As a side thought, would using sequences be useful here, or would this be a completely different approach?

Any help with this problem is greatly appreciated as I do not know where to begin or how to proceed in writing up a correct proof.

Thanks in advance for your time and patience.

 

[WWGD]

Do you know what property follows , i.e., is equivalent to having a clopen set other than X and the empty set?

 

[jamilmalik]

Would it have something to do with being connected? My textbook states that a space $X$ is connected if there do not exist open subsets $A, B$ of $X$ such that $A \neq \emptyset, \quad B \neq \emptyset, \quad A \cap B = \emptyset, \quad A \cup B = X$. Is this equivalent? Thank you for your prompt response.

 

[WWGD]

Precisely, good going.

 

[jamilmalik]

Ok, so if $C \cup X \setminus C = X$, then this creates a separation, according to what I am reading from Fred H. Croom's Principles of Topology. How do I tie this together with metric spaces to show equivalence? Again, many thanks for your feedback.

 

[Dick]

Ok, so if $C \cup X \setminus C = X$, then this creates a separation, according to what I am reading from Fred H. Croom's Principles of Topology. How do I tie this together with metric spaces to show equivalence? Again, many thanks for your feedback.

There are two notions of equivalent metrics. http://en.wikipedia.org/wiki/Equivalence_of_metrics Which one are you using? I'm guessing you are just looking for topological equivalence.

 

[jamilmalik]

Yes, we are using topological equivalence. To be honest, I do not think I have seen strong equivalence before. Thank you for this clarification.

 

[Dick]

Yes, we are using topological equivalence. To be honest, I do not think I have seen strong equivalence before. Thank you for this clarification.

Well then, just go ahead with your idea. Show $\rho$ is a metric. That should be easy. Then show they both generate the same topology. That's where you use the 'clopen'.

 

[WWGD]

The basic properties of $\rho$ as a metric follow from those of $d(x,y)$. Just consider the cases for x,y,z are not all in the same component.

 

[jamilmalik]

So by construction, $\rho(x,y) = d(x,y)$ if both $x,y \in C$ or $x,y \in X \setminus C$. As for considering the cases where $x,y,z$ are not all in the same component, my book defines component of a topological space as a connected subset $C$ of $X$ which is not a proper subset of any connected subset of $X$. There is also a list of properties of the components which follow the definition, but I am unsure how to properly use this.

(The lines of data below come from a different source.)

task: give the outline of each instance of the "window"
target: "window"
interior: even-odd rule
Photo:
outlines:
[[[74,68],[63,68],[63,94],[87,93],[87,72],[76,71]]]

I get the feeling that showing the triangle inequality would look something like this:

if $\rho(x,z) \leq \rho(x,y) + \rho(y,z)$, then let $\rho(x,y) = d(x,y)+50$ and let $\rho(y,z) = d(x,y)+50$ so that we get $\rho(x,z) \leq d(x,y) +100$. Does this seem correct? Many thanks for your time and assistance.

 

[Dick]

So by construction, $\rho(x,y) = d(x,y)$ if both $x,y \in C$ or $x,y \in X \setminus C$. As for considering the cases where $x,y,z$ are not all in the same component, my book defines component of a topological space as a connected subset $C$ of $X$ which is not a proper subset of any connected subset of $X$. There is also a list of properties of the components which follow the definition, but I am unsure how to properly use this.

I get the feeling that showing the triangle inequality would look something like this:

if $\rho(x,z) \leq \rho(x,y) + \rho(y,z)$, then let $\rho(x,y) = d(x,y)+50$ and let $\rho(y,z) = d(x,y)+50$ so that we get $\rho(x,z) \leq d(x,y) +100$. Does this seem correct? Many thanks for your time and assistance.

WWGD was just using the word 'component' to refer to either $C$ or $X \setminus C$. You know $d$ is a metric so use that to show the $\rho$ you defined in first post is also a metric.

So you can start by assuming $d(x,y) \le d(x,z) + d(z,y)$ for any $x, y, z$. You want to show $\rho(x,y) \le \rho(x,z) + \rho(z,y)$. Just consider the cases. It's pretty obvious if $x$, $y$ and $z$ lie in the same set, yes? Now just consider other cases, like $x$ and $y$ lie in the same set and $z$ lies in the other. Or $x$ and $z$ are in the same set and $y$ is in the other. Is the $\rho$ inequality also true then? Just substitute for what $\rho$ is in terms of $d$. Do you still get true inequalities?